Matsumoto Craft Fair 2011, part 2

Here are my thoughts.

If you are thinking about participating in the fair, first, there are some things you should know about.

The “RULES” on how to get your space are firm, unbending and clearly written out on the Matsumoto web site. The reality is much different. You are supposed to come to the fair ground at NO earlier than 6:00 AM and pick a spot. (We arrived at 5:57 and were told to go around the block one time.) If you are like me you arrive at 2:00 AM and need to use the bathroom so do so, using the one located on the grounds. Looking around you will see many spaces already staked out with signs saying ‘jikoiinkai’ which means something like organizing committee.
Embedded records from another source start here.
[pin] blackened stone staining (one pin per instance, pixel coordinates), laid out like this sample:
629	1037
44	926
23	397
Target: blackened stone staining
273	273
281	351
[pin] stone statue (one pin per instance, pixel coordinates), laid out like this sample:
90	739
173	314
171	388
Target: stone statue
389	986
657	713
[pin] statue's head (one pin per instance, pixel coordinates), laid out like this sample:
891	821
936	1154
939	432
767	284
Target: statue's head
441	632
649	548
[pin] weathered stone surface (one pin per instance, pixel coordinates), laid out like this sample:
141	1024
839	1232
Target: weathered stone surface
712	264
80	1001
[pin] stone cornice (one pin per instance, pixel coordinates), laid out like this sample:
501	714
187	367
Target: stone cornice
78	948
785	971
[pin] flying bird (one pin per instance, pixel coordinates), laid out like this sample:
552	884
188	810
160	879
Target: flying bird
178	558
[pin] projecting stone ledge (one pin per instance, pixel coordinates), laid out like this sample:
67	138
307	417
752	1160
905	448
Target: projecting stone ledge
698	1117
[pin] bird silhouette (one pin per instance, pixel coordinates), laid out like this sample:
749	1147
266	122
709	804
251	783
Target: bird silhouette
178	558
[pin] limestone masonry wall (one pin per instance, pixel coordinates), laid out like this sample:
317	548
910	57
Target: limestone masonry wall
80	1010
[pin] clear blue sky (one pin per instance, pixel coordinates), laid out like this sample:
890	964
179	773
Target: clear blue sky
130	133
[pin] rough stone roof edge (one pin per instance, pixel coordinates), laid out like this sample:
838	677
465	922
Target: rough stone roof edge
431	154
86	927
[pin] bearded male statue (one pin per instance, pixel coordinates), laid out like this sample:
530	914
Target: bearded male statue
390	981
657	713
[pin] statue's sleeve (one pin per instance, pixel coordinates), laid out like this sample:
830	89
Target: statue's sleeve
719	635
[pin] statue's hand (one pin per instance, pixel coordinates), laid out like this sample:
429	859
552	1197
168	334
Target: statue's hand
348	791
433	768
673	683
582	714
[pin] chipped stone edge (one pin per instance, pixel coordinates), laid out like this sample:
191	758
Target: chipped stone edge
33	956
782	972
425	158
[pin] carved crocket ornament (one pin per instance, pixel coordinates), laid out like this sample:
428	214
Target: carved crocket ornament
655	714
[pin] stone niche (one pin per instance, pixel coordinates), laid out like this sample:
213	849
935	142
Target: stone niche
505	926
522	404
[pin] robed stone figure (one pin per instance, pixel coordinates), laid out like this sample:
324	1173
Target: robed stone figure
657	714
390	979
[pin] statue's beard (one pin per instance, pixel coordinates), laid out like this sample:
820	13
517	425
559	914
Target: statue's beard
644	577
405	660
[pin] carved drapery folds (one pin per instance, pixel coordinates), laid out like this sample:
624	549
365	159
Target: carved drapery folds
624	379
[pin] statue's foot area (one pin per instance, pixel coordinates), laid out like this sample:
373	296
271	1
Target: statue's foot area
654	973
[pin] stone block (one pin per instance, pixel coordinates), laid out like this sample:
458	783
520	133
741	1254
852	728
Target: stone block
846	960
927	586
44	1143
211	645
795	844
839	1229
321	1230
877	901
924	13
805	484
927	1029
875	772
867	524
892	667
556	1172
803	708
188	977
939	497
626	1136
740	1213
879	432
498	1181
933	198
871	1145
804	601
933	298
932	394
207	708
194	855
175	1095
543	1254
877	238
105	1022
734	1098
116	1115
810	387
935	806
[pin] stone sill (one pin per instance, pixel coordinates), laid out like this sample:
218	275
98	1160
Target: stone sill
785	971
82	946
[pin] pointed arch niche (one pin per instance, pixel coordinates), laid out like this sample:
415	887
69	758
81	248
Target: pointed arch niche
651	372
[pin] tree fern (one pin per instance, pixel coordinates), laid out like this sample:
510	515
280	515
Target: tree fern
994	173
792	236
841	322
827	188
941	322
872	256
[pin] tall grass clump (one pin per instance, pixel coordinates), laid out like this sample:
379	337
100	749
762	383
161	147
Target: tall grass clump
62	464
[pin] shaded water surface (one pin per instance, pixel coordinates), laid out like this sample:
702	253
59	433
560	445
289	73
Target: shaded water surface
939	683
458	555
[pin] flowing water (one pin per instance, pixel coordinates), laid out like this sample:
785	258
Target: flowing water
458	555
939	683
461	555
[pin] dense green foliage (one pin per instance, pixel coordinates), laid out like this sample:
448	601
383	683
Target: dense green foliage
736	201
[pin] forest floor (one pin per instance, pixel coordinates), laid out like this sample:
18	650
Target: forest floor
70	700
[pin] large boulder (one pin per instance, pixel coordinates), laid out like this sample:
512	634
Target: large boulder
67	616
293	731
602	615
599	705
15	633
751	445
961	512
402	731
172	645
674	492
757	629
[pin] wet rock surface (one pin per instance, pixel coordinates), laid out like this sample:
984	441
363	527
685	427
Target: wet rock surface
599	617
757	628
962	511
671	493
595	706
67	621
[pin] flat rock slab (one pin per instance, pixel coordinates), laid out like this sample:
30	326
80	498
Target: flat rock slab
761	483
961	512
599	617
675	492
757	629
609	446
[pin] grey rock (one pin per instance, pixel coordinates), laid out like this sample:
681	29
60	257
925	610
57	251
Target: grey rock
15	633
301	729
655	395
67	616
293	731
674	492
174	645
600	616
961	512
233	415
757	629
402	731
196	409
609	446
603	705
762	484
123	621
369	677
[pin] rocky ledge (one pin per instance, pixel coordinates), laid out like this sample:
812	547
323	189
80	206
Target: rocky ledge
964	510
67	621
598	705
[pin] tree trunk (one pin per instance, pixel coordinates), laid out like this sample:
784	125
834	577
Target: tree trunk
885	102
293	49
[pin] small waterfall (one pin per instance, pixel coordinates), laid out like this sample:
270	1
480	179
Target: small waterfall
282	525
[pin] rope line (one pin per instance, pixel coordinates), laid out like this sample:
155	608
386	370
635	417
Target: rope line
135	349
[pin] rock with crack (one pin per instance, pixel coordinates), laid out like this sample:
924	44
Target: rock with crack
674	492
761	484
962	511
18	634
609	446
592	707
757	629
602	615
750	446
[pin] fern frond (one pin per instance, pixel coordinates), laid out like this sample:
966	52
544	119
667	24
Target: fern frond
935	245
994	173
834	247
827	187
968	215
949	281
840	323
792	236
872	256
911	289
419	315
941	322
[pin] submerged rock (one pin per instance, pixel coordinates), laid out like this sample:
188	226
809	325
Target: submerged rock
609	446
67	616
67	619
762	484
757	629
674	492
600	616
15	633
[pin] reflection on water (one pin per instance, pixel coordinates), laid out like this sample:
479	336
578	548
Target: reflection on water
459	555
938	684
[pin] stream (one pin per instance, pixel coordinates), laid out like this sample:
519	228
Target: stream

If you arrive at 6:01 AM you will find that exhibitors who are in their second year or later will have already taken all the best spaces, even though the rules clearly state that anyone caught staking out spots before 6 will be ejected from the fair. We found out the hard way that getting a space isn’t as easy as it sounds. Our first space was colonized by the person next to us when they told us they would be using our space for an entrance way to their tent and a rain run-off area. After some discussion we decided to move to a space next to the registration tent. We then lugged all our stuff, 6 boxes 20 kilos or more into place only to be informed by ‘staff’ that that space was not to be had. Luckily someone had pity on us and let us set our tent up next to theirs. If you are planning on attending I suggest you physically occupy the place you decide is good between 5:00 and 5:30 AM and then when 6:00 AM rolls around stick 4 tent spikes in the ground and string your space off. The spaces marked jikoinkai you will find will be used by exhibitors based in Matsumoto who amble in about 8:00 AM or so. None of this unwashed masses grubbing for them.

Second point to remember if you are thinking about going.

The staff are all volunteers. That means 1), they for the most part don’t have a clue about what they are supposed to be doing. 2) They don’t know how to do what they are supposed to be doing. 3) They are completely unmotivated to help you solve problems.

I won’t be going back to Matsumoto to exhibit even though my sales were Ok so what follows are some observations which are my impressions.

It seems to me that Matsumoto has gotten its reputation because it has been around the longest, or that is the popular wisdom. It is a couple hours outside of Tokyo so it gets a lot of traffic from there. I did see a lot of gallery owners running around which helps the reputation of as a place you must get into.

Geography won’t change, i.e., Tokyo won’t move so will bring a lot of attendees, but the level of indifference on the part of the staff is something that surprised me. People exhibiting go the extra mile to have great work and displays. They get there and find out it is a connections based system. I heard from a number of first time exhibitors the same.

There are a couple of craft shows that are really working hard to build out into great shows, Yamaguchi and Tomoshibito are 2 I know of first hand. Both of these have post-fair questionnaires for the exhibitors. The staff is highly motivated, organized AND volunteer.  Matsumoto has staff that leaves at 2:00 PM because the rain is too strong, leaving the exhibitors to fend for themselves.  I think if having a level of motivation to make the craft experience positive for both exhibitors and attendees is worth anything, the Matsumoto organizer should stop resting on his laurels and get a clue.

One last note.

I came to Japan 17 years ago to study Butoh. I am not a professional butoh person but I am still interested in it. Matsumoto has ‘happenings’ and this year’s happening was a “butoh” performance, I think they were trying to do Stravinsky’s Rite of Spring. A number of people took videos so you might be able to find it on the net.. It was so amateurish it was painful to watch. It also sent a couple of children into crying fits.

 

Where to stay.

We stayed at the エースイン松本 or Ace Inn Matsumoto. 6,300 yen including breakfast for 2. It is next to Matsumoto train station. The hotel is good but it took 40 minutes to go from the craft grounds to the hotel parking lot, a distance of about 750 meters. Very bad traffic. Better to walk.

Next to the craft fair grounds is the Smile Hotel Matsumoto. We didn’t stay there but I think it is about 5,000 yen a night for a double, big parking lot. It is about a 20 minute walk from the train station, 3 minute walk from the craft grounds.